English clubs aren’t winning in Europe simply because they are the only ones who have to compete on two fronts (at home and abroad), while always paying a premium.
In the meantime, prices are increasing. The €220 million spent on Neymar in the face of UEFA’s spending controls caused uproar, but there was no uproar when Ronaldo’s release clause was triggered despite Inter’s business model being completely reliant on the owners’ annual injections of capital during the 1990s and 2000s.
To be clear, this isn’t a challenge to the system, but the causes and effects need to be analysed.
But fees are increasing proportionally less than they would without FFP. And UEFA’s Andrea Traverso can rightly argue that: “In 2010, football lost €1.7 billion, now we’re €300 million in the red. The system is growing and is financially sustainable.”
The fact that UEFA are now talking openly about intervening and making increased competition their next goal isn’t evidence that FFP has failed, but merely that even greater balance is required. That another step forward is needed.
In the meantime, the subject of the labour market remains on the table.

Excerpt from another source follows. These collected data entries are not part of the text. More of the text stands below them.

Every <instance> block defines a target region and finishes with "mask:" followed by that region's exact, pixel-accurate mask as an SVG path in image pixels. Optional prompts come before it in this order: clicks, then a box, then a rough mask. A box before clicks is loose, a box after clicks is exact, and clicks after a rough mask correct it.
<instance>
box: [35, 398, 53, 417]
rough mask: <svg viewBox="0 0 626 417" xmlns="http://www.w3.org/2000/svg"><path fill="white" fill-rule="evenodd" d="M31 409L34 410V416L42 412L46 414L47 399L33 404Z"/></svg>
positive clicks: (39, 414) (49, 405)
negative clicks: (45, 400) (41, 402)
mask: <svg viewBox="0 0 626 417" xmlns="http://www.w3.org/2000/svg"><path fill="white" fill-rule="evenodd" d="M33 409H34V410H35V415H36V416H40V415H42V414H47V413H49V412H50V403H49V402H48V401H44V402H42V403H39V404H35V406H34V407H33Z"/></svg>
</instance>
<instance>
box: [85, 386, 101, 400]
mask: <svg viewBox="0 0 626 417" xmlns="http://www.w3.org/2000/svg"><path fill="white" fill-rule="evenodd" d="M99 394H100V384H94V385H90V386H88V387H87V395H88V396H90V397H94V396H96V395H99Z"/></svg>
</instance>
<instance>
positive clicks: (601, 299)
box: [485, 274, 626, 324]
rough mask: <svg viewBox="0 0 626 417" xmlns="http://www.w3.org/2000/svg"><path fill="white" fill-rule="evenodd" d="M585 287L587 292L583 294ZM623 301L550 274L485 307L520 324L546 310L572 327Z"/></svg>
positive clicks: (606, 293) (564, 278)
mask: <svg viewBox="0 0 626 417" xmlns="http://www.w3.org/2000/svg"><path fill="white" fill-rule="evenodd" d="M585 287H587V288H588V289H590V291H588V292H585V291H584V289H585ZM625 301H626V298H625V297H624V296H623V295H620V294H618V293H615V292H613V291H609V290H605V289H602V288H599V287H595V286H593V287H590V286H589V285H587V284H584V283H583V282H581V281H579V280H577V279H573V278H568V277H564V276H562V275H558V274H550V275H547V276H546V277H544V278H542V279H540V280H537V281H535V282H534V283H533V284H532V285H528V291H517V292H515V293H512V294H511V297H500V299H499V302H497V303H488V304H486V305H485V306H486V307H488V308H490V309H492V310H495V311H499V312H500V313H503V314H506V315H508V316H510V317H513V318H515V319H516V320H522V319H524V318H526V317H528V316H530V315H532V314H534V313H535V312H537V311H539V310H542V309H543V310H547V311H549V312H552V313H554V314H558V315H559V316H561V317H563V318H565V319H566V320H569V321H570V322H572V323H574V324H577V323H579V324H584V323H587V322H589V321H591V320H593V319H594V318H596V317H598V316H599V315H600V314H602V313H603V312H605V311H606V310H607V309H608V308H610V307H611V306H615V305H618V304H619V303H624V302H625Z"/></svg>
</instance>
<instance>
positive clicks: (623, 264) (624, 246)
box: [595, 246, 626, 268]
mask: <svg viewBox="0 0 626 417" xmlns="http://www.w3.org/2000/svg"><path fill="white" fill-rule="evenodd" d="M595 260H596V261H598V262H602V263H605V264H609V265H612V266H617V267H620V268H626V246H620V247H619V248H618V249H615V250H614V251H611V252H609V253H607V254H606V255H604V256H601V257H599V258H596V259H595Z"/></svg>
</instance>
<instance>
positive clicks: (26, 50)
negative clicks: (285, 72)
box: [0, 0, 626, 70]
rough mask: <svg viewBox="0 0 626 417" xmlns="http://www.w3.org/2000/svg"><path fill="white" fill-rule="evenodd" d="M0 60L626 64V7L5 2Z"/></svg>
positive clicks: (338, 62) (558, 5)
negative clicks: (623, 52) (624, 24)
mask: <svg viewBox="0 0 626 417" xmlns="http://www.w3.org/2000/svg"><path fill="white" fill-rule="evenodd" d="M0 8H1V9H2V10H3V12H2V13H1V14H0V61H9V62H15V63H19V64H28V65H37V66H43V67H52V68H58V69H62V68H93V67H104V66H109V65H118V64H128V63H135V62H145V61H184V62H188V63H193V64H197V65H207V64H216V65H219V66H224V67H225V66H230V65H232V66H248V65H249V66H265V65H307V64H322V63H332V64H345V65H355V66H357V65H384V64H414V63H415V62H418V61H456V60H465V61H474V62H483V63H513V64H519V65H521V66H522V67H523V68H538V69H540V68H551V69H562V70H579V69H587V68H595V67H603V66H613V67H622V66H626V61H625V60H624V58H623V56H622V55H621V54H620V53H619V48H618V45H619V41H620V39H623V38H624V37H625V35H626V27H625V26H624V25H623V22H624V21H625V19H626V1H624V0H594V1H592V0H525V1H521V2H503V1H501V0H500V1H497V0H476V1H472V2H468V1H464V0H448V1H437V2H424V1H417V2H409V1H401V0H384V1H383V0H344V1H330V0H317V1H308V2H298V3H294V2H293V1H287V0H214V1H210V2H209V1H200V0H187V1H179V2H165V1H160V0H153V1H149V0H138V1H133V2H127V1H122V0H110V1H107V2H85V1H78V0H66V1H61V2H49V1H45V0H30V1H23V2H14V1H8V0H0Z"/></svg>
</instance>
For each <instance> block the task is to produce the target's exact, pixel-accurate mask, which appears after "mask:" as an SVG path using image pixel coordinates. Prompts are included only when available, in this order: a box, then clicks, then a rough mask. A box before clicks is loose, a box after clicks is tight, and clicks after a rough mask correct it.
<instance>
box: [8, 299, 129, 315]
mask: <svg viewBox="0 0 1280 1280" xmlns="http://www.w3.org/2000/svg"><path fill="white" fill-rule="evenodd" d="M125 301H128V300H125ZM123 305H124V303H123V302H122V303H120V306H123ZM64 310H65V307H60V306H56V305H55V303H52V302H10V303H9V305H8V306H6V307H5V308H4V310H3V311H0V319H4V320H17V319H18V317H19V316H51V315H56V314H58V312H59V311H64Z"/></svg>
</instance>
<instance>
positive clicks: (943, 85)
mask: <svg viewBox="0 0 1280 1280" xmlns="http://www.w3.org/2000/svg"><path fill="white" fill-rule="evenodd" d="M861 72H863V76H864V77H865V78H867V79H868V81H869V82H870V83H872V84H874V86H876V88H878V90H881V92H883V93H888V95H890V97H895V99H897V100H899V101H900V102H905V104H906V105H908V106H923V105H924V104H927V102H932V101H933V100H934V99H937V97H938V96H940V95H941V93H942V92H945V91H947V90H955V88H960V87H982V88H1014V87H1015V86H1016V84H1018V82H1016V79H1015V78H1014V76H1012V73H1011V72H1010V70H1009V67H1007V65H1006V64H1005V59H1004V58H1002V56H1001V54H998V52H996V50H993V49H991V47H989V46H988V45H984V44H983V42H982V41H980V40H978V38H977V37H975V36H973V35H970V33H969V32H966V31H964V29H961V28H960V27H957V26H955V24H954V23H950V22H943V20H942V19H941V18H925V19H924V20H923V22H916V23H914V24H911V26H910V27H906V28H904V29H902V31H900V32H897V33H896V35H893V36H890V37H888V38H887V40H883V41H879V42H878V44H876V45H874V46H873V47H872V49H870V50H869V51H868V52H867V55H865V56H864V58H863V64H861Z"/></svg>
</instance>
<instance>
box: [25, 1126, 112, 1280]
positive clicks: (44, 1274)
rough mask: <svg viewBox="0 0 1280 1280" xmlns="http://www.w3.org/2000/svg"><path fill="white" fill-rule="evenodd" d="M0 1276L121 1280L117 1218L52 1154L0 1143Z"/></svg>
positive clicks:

In an international system where there are no limits to operations and where the top clubs can move around dozens of players who will never play for the first team every summer, competitiveness will always be a chimera.
A salary cap is a good idea, though it presents its own limitations, highlighted by the economist Umberto Lago who explains (with the same European and national perspectives that we have used throughout): “A salary cap will be looked at. But some leagues cannot afford to pay the same wages as others, so there is the risk of giving the richer leagues greater advantages.”
But the impression is that squad number limits, limits (of age and duration) on loans and limitations on the number of players who can be registered are the first regulations that should be introduced in order to achieve greater balance.
As well as a fresh look at the regulations on corporate and stakeholder ownership.
In short, sporting regulations, this time, should be prioritised over financial ones.